I believe I fall into the category a lot of the subjects in the book were in, where the cause of any depression and anxiety was there alcohol abuse. There is some theory that alcohol is the med for the anxiety and depression, I don't believe so in my case.
So far while doing this, my wife has stated she is getting the old me back. Believe me, I drank a lot when we first met. I didn't drink with the alcoholic mindset, at least not as severe as I have ended up at. Of course, I didn't have the pressures of children, mortgages, healthcare, etc. adding to my drinking habit. I feel like I am drinking back at a totally different attitude, if that makes sense. When abstinent my wife knew I wasn't enjooying it. She wants me to be happy. I was happy for the clear head but resented not being able to do what I wanted to do. I was happy but miserable. She would normally cave and get me something to drink after a week or so. Or I would sneak drinks, so now I had lying and hiding adding to my guilt.

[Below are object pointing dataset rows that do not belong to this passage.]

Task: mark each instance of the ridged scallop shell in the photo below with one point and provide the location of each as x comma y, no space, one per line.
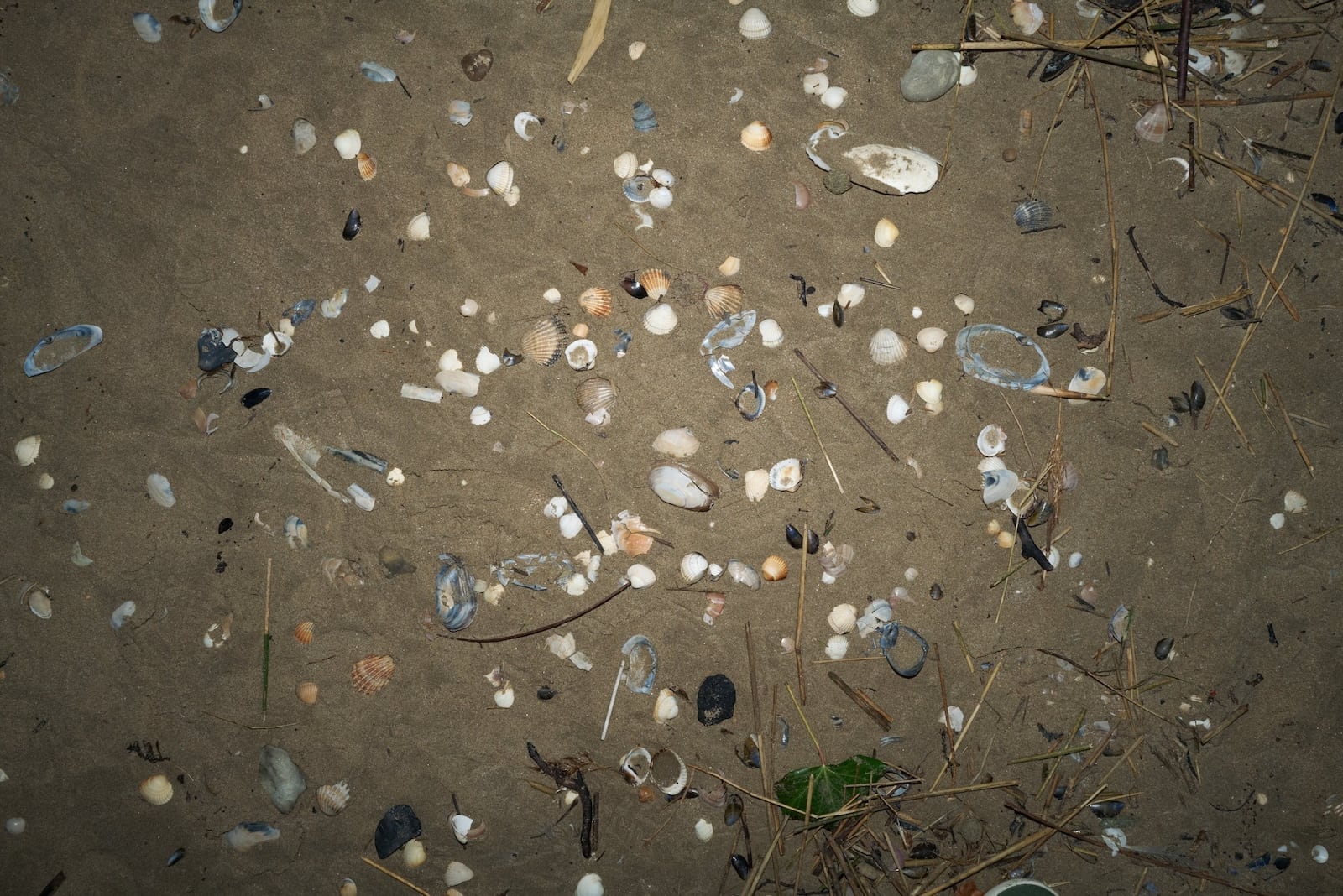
546,342
724,300
373,674
332,799
597,300
597,394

I used to drink to the point where I could close my eyes and basically hear white noise in my head. I would pass out most times. I said crap that either embarrassed me or my wife. I acted like an idiot.
Now I get to a point, well before what I used to, and go to bed or even think to myself "Well, that's enough for tonight". This is a dramatic change. Some may scoff that drinking 10 beers isn't success. Well I believe it is if the person would've normally drank 20. I guess it all depends on definitions of success. There is so much more to the success I am having with TSM. I might write more about it at another time as I am having triouble w/ words for it.

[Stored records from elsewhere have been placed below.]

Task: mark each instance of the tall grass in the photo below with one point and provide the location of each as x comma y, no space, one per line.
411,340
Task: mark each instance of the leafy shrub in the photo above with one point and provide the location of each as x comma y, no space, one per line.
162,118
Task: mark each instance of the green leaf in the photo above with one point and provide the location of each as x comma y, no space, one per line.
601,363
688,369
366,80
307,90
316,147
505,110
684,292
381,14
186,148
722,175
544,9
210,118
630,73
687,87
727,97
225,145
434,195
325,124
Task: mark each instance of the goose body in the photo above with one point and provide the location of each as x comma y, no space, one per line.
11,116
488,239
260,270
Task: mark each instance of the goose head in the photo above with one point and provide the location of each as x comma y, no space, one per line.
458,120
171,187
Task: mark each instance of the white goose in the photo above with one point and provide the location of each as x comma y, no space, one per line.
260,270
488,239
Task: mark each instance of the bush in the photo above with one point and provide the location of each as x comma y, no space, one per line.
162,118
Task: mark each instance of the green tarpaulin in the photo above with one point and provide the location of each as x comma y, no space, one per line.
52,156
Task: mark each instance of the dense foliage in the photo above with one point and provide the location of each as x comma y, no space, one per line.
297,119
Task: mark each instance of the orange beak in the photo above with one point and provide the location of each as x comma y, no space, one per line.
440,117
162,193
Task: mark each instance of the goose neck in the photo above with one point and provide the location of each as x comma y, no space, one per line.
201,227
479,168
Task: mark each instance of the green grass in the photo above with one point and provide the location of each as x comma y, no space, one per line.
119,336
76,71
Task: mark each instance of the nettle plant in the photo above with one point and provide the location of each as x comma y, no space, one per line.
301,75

Anyway, this is working for me. I could be happy at the drinking I am at right now but I am looking to reduce further. All in due time. I am trying not force too much and that is the glory of TSM. It is easy for us drunks to follow. Nal+Drinking+Cure
I concur that the list isn't growing partially due to people don't want to say cured then spike. What is a normal drinker? Not the average amount of drinks. Not what the WHO says is safe. Of the people calling themselves drinkers, those that wouldn't be considered alcoholics, what is the "normal" amount, attitude, targetted feeling, etc.? This is a big question to me. I believe it may vary by the region, country, ethnicity that a person is from. I believe it has to do a lot with what the social norm is for the people that surround that person. It may also have to do with what that society defines as fun, leisure, etc. There is the, "If it causes a problem it is a problem" adage. So if it doesn't cause a problem anymore the it isn't a problem now? The hard part is getting certain entities to accept this.
Success is an individual calculation, I guess.